さらに詳しくは、得られる受容層は厚みを所望の厚さに調節することができ、透明性に優れ、印刷に際して、ドット径を調節することができ、濃度が一様で滲みがなく、かつ鮮明に印刷することが可能であり、かつ耐水性、耐候性、退色性に優れ、しかも充分な強度を有する印刷物を得ることが可能なインク受容層形成用塗布液およびインク受容層付記録用シートに関する。
【0002】
【発明の技術的背景】
インクジェット方式による印刷は、従来の多色印刷やカラー写真方式と同様の画質の印刷が可能であり、しかも高速化、多色化が容易であり、さらに部数の少ない場合は従来の印刷方式に比較して低コストであることから、種々の用途に普及しつつある。
【0003】
従来、インクジェット方式で印刷する場合、シート上にポリビニルアルコールなどの水溶性ポリマーをコーティングして受容層を形成した記録用シートが用いられ、水性のインクによる印刷が行われていたが、水溶性ポリマーを用いているために耐水性がなく、高湿度環境下や水濡れした場合に画質が低下する問題があった。またインクの吸収性も充分でなく、このため鮮明で高精度の画像が得られないという問題があった。
【0004】
これらの問題を解決するために、水溶性ポリマーとシリカやアルミナなどの微粒子を含むインク受容層を基材表面に形成した記録用シートが提案されている。たとえば、特開昭62−149475号公報には、平均粒子径が1〜50μmのンの球状粒子を用いることにより、画質を損なうことなくインクの吸収性を向上できることが記載されている。また、特公平3−24906号公報には、多孔質のカチオン性水和アルミニウム酸化物を含む受容層を有する記録媒体が水溶性染料インクでの印刷に好適であることが記載されている。特公平4−19037号公報には、カチオン性コロイダルシリカを含む受理層を有する記録媒体は水溶性染料インクでの印刷に好適であることが記載されている。特公平4−115984号公報には、擬ベーマイトアルミナからなる層の上に、多孔性シリカからなる層を設けた記録用シートが記載されている。

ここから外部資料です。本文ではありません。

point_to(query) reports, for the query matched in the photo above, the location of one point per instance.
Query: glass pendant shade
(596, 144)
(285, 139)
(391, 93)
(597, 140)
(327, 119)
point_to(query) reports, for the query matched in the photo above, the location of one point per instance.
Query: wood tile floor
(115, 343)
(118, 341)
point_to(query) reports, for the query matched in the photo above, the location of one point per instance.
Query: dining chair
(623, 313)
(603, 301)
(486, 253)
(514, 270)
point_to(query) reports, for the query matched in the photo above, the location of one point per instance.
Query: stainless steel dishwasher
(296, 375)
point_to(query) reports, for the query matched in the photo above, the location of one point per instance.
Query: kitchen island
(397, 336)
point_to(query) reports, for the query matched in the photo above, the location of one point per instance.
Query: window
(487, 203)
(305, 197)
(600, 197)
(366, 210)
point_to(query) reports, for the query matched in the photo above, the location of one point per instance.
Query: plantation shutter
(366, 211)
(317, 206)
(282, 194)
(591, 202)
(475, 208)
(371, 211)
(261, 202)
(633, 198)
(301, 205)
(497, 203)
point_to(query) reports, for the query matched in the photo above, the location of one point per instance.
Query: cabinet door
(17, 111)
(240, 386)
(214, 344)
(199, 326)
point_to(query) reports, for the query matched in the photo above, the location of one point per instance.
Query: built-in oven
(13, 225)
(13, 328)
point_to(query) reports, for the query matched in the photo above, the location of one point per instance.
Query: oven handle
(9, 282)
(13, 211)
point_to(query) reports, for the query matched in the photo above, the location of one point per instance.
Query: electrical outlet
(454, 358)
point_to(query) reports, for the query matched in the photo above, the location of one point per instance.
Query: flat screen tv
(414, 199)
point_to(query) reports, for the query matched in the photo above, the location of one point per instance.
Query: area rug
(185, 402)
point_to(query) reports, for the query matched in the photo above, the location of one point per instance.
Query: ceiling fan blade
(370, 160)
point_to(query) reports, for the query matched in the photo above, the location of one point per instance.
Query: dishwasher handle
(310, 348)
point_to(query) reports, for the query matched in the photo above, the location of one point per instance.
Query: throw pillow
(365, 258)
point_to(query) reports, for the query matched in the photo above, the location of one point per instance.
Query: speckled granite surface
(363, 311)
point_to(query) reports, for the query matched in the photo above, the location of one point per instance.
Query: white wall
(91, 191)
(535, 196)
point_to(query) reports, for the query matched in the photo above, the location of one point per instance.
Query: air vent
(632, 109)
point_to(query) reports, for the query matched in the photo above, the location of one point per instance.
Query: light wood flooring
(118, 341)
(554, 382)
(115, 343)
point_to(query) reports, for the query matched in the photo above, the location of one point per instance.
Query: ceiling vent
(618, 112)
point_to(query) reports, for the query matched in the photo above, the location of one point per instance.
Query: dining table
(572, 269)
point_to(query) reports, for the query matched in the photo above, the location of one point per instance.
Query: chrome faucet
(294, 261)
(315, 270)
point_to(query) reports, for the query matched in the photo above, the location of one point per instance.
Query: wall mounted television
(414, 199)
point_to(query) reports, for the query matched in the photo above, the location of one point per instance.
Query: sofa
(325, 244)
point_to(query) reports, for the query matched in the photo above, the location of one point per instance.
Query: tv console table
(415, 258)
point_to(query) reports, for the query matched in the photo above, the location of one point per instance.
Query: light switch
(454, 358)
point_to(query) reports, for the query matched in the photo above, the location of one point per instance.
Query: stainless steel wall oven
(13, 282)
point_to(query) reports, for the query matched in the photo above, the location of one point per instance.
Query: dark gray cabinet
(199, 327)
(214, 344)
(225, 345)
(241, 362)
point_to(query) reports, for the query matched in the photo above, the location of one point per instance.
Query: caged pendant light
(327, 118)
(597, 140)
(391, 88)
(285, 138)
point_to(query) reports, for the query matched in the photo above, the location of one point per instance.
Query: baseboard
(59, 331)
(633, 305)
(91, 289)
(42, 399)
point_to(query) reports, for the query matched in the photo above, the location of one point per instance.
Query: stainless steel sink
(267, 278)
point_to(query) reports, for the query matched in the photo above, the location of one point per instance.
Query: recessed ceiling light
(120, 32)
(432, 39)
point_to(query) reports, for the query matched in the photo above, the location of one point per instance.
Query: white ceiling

特開平6−55829号公報には、平均粒子径が2〜50μm、平均細孔直径が8〜50nm、細孔容積が0.8〜 2.5cc/gの多孔性シリカ粒子の層を有し、その上層にアルミナまたはアルミナ 水和物を含む多孔質層を有する記録用シートが形成されている。
【0005】
また、本出願人は、顔料系インクにも好適に使用しうる記録用シートとして、特開平11−254818号公報において、平均粒子径が2〜1000nmの範囲にある疎水性と親水性の酸化物粒子を配合したインク受容層を基材表面に設けた記録用シートを開示している。しかしながら、該公報に記載された記録用シートは、染料系インクを使用する場合、染料インクの溶解・溶出が生じ、インクの定着性が不充分である場合があった。
【0006】
また、特公平3−24905号公報にはシランカップリング剤で表面処理されたホワイトカーボンなどの合成無定型シリカを空隙構成材料として用いた、滲みを調節できるインクジェット用記録媒体が開示されている。しかしながらこのインクジェット用記録媒体のインク受理層はインクの吸収能力に優れているもののシランカップリング剤が粒子から脱離し耐水性が低下したり、強度が不充分であったり、透明性に劣ることがあった。さらに、用いる受容層形成用の塗工液の安定性が不充分であったり、濃度を高くすることができない場合があり、1回の塗工で充分な厚みの受容層を形成することができない場合があった。
【0007】
さらに、印刷物の解像度を向上するために、ドット径の小さいドットを増やすことが求められているが、以上のような従来から提案されていたインク受容層では親水性が高いためにインクが拡散してしまい、ドット径が大きくなったり、さらには滲みを生じるなどの問題があった。
【0008】
【発明の目的】
本発明は、上記のような従来技術の問題点を解決するためになされたものであって、印刷に際して、滲みがなく、濃度が一様に、かつ鮮明に印刷することが可能であり、かつ耐水性、耐候性、退色性に優れ、しかも充分な強度を有する印刷物を得ることが可能なインク受容層付記録用シートの製造に用いるインク受容層形成用塗布液およびインク受容層付記録用シートを提供することを目的としている。
【0009】
【発明の概要】
本発明に係るインク受容層形成用塗布液は、
核粒子とその表面を被覆したシェル部とからなるコア-シェル構造を有するシリカ粒子とバインダーとが、水および/または有機溶媒からなる溶媒に分散されてなるインク受容層形成用塗布液において、
シェル部がケイ素に直接結合した有機基を含むシリカ成分からなることを特徴としている。
【0010】
前記有機基としては、炭素数1〜10の非置換または置換炭化水素基であり、炭化水素基、炭化ハロゲン基、エポキシアルキル基、アミノアルキル基、メタクリルアルキル基、メルカプトアルキル基から選ばれる1種以上が好ましい。
【0011】
【発明の具体的説明】
以下、本発明に係るインク受容層形成用塗布液およびインク受容層付記録用シートについて説明する。
[インク受容層形成用塗布液]
本発明に係るインク受容層形成用塗布液は、コア・シェル構造を有するシリカ粒子とバインダーとが、水および/または有機溶媒からなる溶媒に分散されてなるインク受容層形成用塗布液において、シェルがケイ素に直接結合した有機基を含むことを特徴としている。
【0012】
シリカ粒子
本発明に用いるシリカ粒子は、核粒子とその表面を被覆したシェル部とからなるコア-シェル構造を有している。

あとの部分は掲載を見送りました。